Apostolos Psyllos received his Chemical Engineering (BSc, MSc) and PhD degrees from the National Technical University of Athens (NTUA) in 1988 and 1993, respectively. He worked as a researcher at the Environmental Research Laboratory of the Research Centre ‘Demokritos’ in Greece (1996–2000) and at the EU Joint Research Center in Italy (2000–2001). He worked as a computer engineer, at the School of Mathematics & Physics at NTUA (2002– 2009). He obtained his second PhD degree from the School of Electrical and Computer Engineering at NTUA in April 2010. He is currently working as a post-doctorate researcher at the EU Joint Research Center in Italy. Dr. Apostolos Psyllos is a member of the Greek Chamber of Engineers and the Greek Informatics Society. His research interests are image and signal processing, computer vision, remote sensing and artificial intelligence. He has published 1 paper in a journal and 3 papers in conferences, on the above subjects.
Christos-Nikolaos E. Anagnostopoulos was born in Athens, Greece in 1975. He received his Mechanical Engineering Diploma from the National Technical University of Athens (NTUA) in 1998, and the Ph.D. degree from the Electrical and Computer Engineering Dpt., NTUA in 2002. In 2003, he joined the University of the Aegean as lecturer in the Cultural Technology and Communication Department. Dr.
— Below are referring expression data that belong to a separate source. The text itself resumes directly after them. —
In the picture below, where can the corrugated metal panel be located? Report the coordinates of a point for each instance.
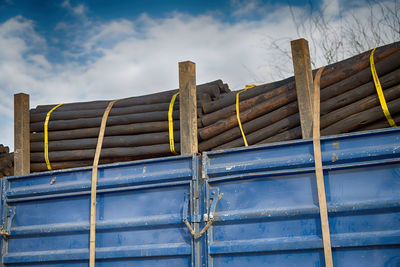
(269, 216)
(139, 215)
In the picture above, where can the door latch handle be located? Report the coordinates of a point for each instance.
(10, 216)
(215, 196)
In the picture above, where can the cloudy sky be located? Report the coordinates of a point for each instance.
(67, 50)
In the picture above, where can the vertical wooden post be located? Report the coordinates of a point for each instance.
(21, 134)
(304, 84)
(188, 107)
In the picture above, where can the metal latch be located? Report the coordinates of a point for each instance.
(215, 196)
(6, 229)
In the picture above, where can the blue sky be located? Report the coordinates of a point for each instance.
(71, 50)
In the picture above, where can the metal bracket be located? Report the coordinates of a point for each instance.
(8, 223)
(215, 196)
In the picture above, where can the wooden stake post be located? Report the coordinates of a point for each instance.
(21, 134)
(308, 98)
(304, 84)
(188, 107)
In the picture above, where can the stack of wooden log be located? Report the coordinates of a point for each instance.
(6, 162)
(269, 113)
(138, 127)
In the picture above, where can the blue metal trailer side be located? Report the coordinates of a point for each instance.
(256, 205)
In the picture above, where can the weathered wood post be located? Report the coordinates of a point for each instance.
(188, 107)
(308, 99)
(21, 134)
(304, 84)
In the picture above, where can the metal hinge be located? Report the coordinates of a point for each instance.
(215, 196)
(5, 230)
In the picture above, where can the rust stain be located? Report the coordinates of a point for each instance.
(334, 157)
(336, 144)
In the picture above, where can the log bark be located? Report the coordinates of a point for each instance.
(228, 111)
(380, 124)
(345, 68)
(383, 67)
(211, 88)
(111, 121)
(128, 129)
(93, 113)
(249, 114)
(266, 132)
(95, 122)
(332, 74)
(249, 127)
(388, 80)
(358, 106)
(108, 142)
(115, 152)
(230, 98)
(360, 119)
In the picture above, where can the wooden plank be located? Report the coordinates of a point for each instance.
(323, 210)
(188, 107)
(21, 134)
(304, 84)
(93, 191)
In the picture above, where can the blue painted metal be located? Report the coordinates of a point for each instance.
(139, 222)
(260, 204)
(269, 215)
Christos-Nikolaos E. Anagnostopoulos is a member of the Greek Chamber of Engineers and member of IEEE. His research interests are image processing, computer vision, neural networks and artificial intelligence. He has published more than 60 papers in journals and conferences, in the above subjects.
Eleftherios Kayafas received his B.Sc. degree from Athens University in 1970, and the MSc and PhD degrees in electrical engineering from the University of Salford, England, in 1975 and 1978, respectively. He worked with the Civil Aviation Service (1973–74) and after his postgraduate studies with the Hellenic Aerospace Industry ( HAI 1978–79). In 1979 he joined the National Technical University of Athens (NTUA) as Lecturer in the Electrical Engineering Department, then Asst. Professor (1987), Associate Professor (1992) and finally Professor of Applied Electronics (1996). Professor Kayafas is a member of the Greek Chamber of Engineers, member of IEEE, member of IMEKO (International Measurement Confederation, member of TC-4 committee). His research interests are applied electronics, multimedia applications, multimedia communication systems and web engineering. He has published more than 170 papers in journals, book chapters and conferences, in the above subjects.